9. Triteleia laxa Bentham, Trans. Hort. Soc. London, ser. 2. 1: 413, plate 15, fig. 2. 1835.
Ithuriel’s spear, grass nut, common triteleia
Brodiaea candida (Greene) Baker; B. laxa (Bentham) S. Watson; B. laxa var. candida (Greene) Jepson; B. laxa var. nimia Jepson; B. laxa var. tracyi Jepson; Hookera laxa (Bentham) Kuntze; Milla laxa (Bentham) Baker; Seubertia laxa (Bentham) Kunth; S. obscura Borzí; Triteleia angustiflora A. Heller; T. candida Greene
Leaves 20–40 cm × 4–25 mm. Scape 10–70 cm, smooth or scabrous near base. Flowers: perianth usually pale blue, sometimes deep bluish purple or white, 18–47 mm, tube attenuate at base, 12–25 mm, lobes gradually spreading, 8–20 mm; stamens attached alternately at 2 levels, horizontal and curved upward at apex, nearly equal; filaments linear, 3–6 mm, apical appendages present near base of adnate portion of filaments, membranous; anthers white to bluish, 2–5 mm, apex blunt to tapered; ovary 1/3–1/2 as long as stipe, either central or along proximal side of flower; pedicel ascending or spreading, often bent at apex, 1–10 cm. 2n = 16, 18, 28 (30), 32, 42, 48.

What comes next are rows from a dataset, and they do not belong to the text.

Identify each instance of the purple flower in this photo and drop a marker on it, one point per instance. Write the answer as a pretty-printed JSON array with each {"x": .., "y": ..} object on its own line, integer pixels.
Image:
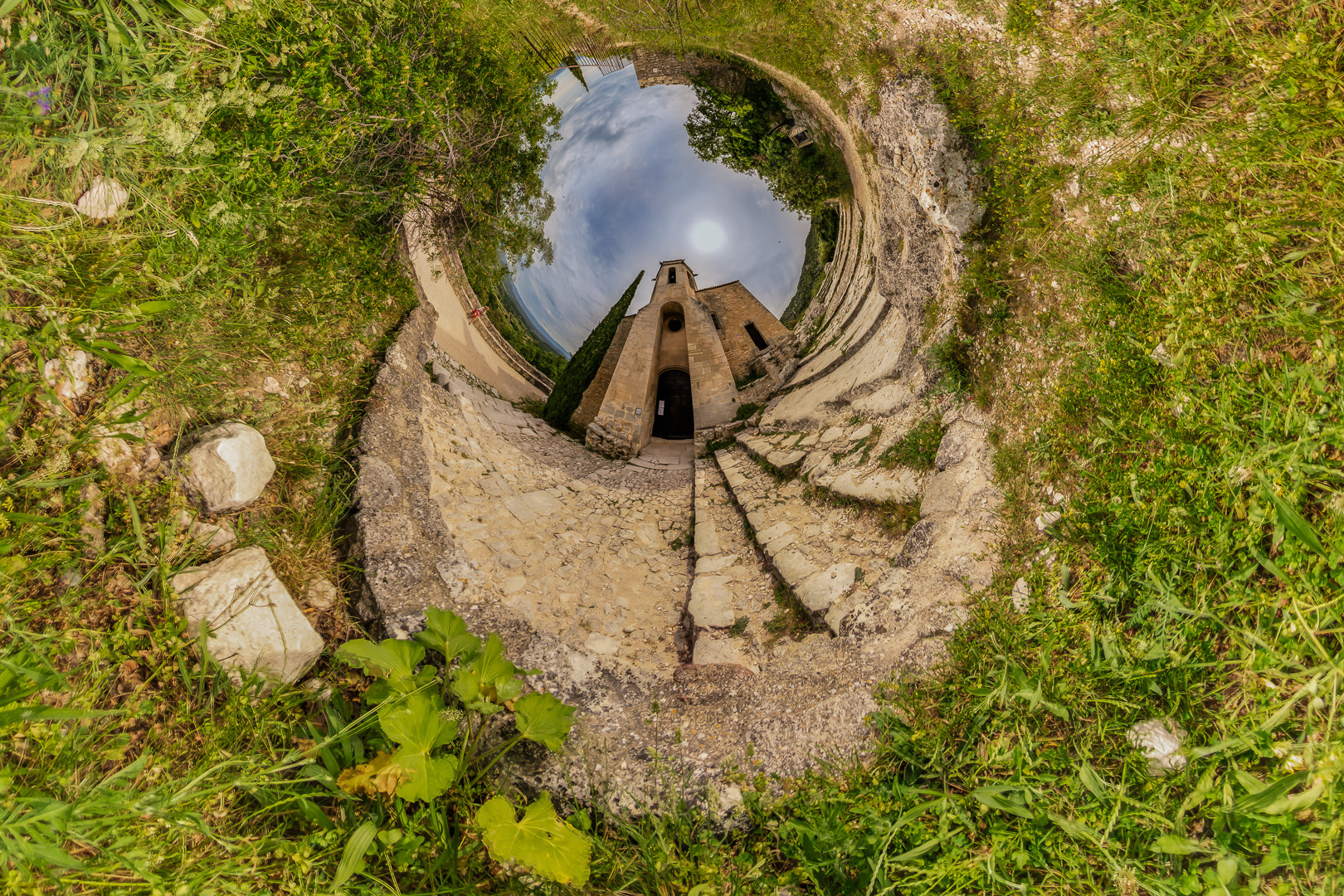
[{"x": 43, "y": 97}]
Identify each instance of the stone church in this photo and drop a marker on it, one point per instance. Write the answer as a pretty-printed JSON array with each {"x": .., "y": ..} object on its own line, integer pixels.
[{"x": 676, "y": 364}]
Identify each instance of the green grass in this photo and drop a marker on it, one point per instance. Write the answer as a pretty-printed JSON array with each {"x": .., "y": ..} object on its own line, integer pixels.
[{"x": 918, "y": 448}]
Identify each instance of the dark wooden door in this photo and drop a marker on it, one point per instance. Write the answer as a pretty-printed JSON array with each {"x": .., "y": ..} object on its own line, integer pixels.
[{"x": 674, "y": 418}]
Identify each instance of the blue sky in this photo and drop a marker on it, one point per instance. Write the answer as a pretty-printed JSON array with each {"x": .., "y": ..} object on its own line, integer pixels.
[{"x": 629, "y": 193}]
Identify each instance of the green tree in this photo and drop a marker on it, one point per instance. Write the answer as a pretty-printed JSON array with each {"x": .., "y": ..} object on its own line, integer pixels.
[
  {"x": 749, "y": 134},
  {"x": 582, "y": 367}
]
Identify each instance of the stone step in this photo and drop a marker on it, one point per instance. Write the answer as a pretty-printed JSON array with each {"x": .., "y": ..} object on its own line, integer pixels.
[
  {"x": 730, "y": 586},
  {"x": 919, "y": 592}
]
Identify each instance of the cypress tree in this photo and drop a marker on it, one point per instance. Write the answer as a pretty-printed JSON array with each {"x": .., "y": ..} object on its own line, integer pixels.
[{"x": 581, "y": 370}]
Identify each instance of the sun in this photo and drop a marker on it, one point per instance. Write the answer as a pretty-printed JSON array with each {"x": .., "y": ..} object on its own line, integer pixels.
[{"x": 707, "y": 236}]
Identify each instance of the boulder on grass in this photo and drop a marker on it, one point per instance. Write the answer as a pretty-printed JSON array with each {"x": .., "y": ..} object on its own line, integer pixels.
[
  {"x": 229, "y": 466},
  {"x": 254, "y": 624}
]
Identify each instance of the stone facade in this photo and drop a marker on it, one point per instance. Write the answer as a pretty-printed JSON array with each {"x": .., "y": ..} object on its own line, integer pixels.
[
  {"x": 734, "y": 308},
  {"x": 683, "y": 329},
  {"x": 593, "y": 395},
  {"x": 661, "y": 67}
]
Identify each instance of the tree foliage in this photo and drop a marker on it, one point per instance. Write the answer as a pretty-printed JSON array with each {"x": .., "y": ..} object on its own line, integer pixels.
[
  {"x": 581, "y": 370},
  {"x": 749, "y": 134}
]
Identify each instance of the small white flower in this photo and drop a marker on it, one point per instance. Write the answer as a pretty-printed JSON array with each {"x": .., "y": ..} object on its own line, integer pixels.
[{"x": 1160, "y": 740}]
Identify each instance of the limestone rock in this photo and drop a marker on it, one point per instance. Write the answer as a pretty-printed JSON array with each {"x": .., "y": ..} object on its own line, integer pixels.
[
  {"x": 229, "y": 466},
  {"x": 821, "y": 589},
  {"x": 721, "y": 650},
  {"x": 216, "y": 536},
  {"x": 67, "y": 375},
  {"x": 254, "y": 624},
  {"x": 102, "y": 201},
  {"x": 601, "y": 644},
  {"x": 711, "y": 602}
]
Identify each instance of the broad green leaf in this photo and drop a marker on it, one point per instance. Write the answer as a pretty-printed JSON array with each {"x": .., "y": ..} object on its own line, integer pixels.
[
  {"x": 386, "y": 689},
  {"x": 1093, "y": 782},
  {"x": 1075, "y": 829},
  {"x": 392, "y": 659},
  {"x": 542, "y": 718},
  {"x": 1294, "y": 522},
  {"x": 1269, "y": 796},
  {"x": 541, "y": 841},
  {"x": 446, "y": 633},
  {"x": 487, "y": 679},
  {"x": 1250, "y": 782},
  {"x": 1176, "y": 845},
  {"x": 1296, "y": 801},
  {"x": 153, "y": 308},
  {"x": 353, "y": 857},
  {"x": 992, "y": 796},
  {"x": 418, "y": 728}
]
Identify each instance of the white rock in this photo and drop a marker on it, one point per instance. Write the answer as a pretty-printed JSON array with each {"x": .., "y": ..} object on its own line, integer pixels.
[
  {"x": 212, "y": 535},
  {"x": 711, "y": 602},
  {"x": 67, "y": 375},
  {"x": 102, "y": 201},
  {"x": 601, "y": 644},
  {"x": 1160, "y": 739},
  {"x": 821, "y": 589},
  {"x": 320, "y": 594},
  {"x": 229, "y": 466},
  {"x": 254, "y": 624},
  {"x": 1163, "y": 356}
]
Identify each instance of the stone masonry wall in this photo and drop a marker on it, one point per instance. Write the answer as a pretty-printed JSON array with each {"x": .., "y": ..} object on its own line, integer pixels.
[
  {"x": 737, "y": 306},
  {"x": 593, "y": 395}
]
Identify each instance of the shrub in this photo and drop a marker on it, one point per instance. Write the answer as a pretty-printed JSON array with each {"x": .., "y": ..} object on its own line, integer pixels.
[{"x": 581, "y": 370}]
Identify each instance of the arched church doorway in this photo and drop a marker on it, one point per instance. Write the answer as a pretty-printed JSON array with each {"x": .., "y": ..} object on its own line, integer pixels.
[{"x": 674, "y": 418}]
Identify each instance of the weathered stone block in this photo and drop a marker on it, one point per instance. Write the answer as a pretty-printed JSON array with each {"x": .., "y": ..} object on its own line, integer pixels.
[
  {"x": 254, "y": 624},
  {"x": 229, "y": 466}
]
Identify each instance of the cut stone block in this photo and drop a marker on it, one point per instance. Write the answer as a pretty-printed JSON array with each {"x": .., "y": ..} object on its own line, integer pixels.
[
  {"x": 254, "y": 624},
  {"x": 793, "y": 566},
  {"x": 722, "y": 650},
  {"x": 714, "y": 564},
  {"x": 229, "y": 466},
  {"x": 821, "y": 589},
  {"x": 707, "y": 539},
  {"x": 711, "y": 602}
]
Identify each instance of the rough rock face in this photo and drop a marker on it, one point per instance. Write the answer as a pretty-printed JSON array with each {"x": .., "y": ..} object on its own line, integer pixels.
[
  {"x": 254, "y": 624},
  {"x": 229, "y": 466}
]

Flowering spring (Apr--Jun). Open forests, mixed conifer or foothill woodlands, grasslands on clay soil; 0--1500 m; Calif.
Triteleia laxa is very common at low altitudes in central California, growing under a variety of ecological conditions, with wide attendant variation, especially in flower size. It could be considered a species complex (like T. ixioides) made up of many forms, with consistent differences in chromosome number and in the size and shape of the anthers (M. P. Burbanck 1944). The flowers can be quite large or small, and usually are pale blue, but sometimes are white or deep bluish purple. These morphologies often intergrade, making it difficult to recognize formal varieties.
This species may occur in southwestern Oregon, but documentation of its presence there is lacking.
Triteleia ×tubergenii L. W. Lenz is a cultivated amphidiploid hybrid between T. laxa and T. peduncularis (L. W. Lenz 1970).